Application of probabilistic safety goals to regulation of nuclear power plants in Canada
An abstract of a technical presentation presented at:
34th Annual Conference of Canadian Nuclear Society
June 9 to 12, 2013
Greg Rzentkowski, Yolande Akl, Smain Yalaoui
Canadian Nuclear Safety Commission (CNSC)
Ottawa, Ontario, Canada.
In the Canadian nuclear regulatory framework, safety goals are formulated in addition to the deterministic design requirements and the dose acceptance criteria so that risk to the public that originates from accidents outside the design basis is considered. In principle, application of the safety goals ensures that the likelihood of accidents with serious radiological consequences is extremely low, and the potential radiological consequences from severe accidents are limited as far as practicable. Effectively, the safety goals extend the plant design envelope to include not only the capabilities of the plant to successfully cope with various plant states, but also practical measures to halt the progression of severe accidents.

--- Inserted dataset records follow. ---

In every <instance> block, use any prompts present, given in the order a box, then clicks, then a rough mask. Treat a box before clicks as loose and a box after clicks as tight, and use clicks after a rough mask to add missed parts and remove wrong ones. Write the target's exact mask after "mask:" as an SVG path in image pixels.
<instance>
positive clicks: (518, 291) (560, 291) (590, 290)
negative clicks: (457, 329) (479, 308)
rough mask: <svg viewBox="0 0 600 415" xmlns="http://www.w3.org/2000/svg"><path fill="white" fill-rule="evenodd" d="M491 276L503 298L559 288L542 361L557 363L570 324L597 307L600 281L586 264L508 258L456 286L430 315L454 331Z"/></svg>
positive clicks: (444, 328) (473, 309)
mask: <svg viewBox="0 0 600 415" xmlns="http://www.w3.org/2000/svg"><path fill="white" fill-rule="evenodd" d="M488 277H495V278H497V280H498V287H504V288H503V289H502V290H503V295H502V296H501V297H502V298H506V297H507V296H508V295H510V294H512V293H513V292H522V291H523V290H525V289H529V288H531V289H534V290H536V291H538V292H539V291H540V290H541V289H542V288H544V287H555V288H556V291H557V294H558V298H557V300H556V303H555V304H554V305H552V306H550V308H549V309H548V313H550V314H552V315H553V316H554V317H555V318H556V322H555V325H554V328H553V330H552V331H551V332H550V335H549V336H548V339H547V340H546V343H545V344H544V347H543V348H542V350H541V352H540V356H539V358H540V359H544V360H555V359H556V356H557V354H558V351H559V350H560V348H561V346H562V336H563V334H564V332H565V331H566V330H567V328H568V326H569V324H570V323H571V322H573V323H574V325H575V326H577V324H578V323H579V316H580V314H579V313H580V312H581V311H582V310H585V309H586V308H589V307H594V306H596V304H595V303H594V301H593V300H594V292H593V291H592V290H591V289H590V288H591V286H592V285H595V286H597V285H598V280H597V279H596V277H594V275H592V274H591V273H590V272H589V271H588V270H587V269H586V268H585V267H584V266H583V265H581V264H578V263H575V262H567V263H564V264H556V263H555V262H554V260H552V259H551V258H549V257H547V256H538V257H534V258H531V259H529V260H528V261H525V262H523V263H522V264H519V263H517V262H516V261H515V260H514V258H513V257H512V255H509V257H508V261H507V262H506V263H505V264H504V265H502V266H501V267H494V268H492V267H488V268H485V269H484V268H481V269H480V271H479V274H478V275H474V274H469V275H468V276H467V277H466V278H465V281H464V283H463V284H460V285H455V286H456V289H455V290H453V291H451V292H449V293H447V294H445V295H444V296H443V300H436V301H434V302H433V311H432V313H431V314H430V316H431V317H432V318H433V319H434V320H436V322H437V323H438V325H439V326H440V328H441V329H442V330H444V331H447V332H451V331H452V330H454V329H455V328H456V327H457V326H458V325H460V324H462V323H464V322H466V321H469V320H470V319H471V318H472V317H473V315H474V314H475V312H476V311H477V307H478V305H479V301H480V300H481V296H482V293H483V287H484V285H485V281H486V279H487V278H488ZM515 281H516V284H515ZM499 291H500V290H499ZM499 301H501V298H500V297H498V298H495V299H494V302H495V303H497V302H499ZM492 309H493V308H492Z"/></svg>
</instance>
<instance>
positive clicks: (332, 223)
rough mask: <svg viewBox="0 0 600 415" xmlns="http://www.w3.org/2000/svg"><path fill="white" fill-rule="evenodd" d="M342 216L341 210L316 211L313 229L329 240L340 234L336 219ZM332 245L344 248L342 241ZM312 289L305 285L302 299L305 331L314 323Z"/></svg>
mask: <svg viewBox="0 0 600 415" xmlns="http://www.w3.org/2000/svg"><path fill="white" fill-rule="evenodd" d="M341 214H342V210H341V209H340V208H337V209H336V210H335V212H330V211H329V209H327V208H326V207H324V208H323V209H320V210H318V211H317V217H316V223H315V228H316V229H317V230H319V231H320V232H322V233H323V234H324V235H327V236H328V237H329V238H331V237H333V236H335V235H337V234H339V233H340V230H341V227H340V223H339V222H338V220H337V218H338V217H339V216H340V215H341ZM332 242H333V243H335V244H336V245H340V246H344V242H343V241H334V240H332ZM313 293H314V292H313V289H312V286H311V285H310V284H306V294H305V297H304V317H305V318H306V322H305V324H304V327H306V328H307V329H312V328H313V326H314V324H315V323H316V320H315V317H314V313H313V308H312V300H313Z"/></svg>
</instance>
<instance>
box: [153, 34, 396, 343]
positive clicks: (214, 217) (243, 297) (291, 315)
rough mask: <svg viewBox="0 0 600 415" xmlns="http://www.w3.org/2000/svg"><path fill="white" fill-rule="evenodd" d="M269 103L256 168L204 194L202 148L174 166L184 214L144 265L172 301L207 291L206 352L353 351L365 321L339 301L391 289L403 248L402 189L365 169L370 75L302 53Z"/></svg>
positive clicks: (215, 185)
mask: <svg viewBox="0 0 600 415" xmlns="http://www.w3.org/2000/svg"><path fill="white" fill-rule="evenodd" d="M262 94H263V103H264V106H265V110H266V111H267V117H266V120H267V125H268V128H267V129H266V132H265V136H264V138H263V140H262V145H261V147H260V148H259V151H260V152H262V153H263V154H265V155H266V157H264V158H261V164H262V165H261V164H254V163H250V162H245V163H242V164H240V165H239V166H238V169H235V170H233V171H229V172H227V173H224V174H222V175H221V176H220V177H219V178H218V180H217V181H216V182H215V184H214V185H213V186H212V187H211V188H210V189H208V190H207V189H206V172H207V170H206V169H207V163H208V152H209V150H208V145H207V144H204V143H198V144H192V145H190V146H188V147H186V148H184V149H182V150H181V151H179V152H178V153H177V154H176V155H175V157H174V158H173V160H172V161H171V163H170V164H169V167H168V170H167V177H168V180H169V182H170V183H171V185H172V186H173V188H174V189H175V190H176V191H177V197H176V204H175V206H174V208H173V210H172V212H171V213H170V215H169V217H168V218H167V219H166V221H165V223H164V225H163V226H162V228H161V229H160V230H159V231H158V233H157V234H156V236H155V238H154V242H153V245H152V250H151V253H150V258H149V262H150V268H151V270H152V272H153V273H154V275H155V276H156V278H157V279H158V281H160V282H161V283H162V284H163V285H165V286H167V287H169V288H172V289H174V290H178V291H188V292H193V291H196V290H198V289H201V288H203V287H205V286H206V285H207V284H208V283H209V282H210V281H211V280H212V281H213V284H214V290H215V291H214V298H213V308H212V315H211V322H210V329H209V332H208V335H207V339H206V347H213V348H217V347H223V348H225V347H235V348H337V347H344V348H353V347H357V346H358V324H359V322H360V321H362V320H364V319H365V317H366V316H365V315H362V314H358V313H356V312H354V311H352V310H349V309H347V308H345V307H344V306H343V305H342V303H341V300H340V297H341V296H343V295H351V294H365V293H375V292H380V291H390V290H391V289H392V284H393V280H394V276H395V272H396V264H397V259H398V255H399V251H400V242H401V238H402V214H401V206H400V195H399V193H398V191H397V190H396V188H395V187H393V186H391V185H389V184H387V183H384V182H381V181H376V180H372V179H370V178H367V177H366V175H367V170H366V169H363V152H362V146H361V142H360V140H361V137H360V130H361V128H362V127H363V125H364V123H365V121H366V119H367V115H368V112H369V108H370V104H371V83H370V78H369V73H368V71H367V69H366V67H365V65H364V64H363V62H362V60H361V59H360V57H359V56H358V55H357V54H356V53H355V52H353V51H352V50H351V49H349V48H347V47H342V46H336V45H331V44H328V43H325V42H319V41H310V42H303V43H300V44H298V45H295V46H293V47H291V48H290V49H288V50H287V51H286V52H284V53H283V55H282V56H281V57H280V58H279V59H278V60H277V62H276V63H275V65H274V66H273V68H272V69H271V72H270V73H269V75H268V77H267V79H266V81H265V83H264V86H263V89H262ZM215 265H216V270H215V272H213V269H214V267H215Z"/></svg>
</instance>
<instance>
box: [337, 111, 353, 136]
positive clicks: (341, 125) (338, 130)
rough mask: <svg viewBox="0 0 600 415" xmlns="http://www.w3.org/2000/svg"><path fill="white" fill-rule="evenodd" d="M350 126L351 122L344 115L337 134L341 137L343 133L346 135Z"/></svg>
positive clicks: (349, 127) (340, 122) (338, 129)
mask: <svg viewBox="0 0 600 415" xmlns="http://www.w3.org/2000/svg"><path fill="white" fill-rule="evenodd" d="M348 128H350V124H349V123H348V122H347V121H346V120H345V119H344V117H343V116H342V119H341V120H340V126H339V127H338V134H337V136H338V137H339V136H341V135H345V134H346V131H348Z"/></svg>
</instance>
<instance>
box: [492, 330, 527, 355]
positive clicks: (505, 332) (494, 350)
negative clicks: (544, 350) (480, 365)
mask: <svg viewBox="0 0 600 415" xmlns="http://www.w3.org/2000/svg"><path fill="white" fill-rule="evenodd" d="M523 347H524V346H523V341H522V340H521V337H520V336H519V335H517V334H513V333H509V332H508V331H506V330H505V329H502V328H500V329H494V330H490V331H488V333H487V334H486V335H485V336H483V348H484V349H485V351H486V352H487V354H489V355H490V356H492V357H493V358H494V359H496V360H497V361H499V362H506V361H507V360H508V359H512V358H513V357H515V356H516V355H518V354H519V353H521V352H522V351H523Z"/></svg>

This paper describes the general approach to the development of the safety goals and their application to the existing nuclear power plants in Canada. This general approach is consistent with the currently accepted international practice and Canadian regulatory experience. The results of probabilistic safety assessments indicate that the safety goals meet or exceed international safety objectives due to effective implementation of the defence-in-depth principle in the reactor design. At the same time, the application of the Safety Goals reveal that practicable measures exist to further enhance the overall level of reactor safety by focusing on severe accident prevention and mitigation. These measures are being currently implemented through refurbishment projects and feedback on operating experience.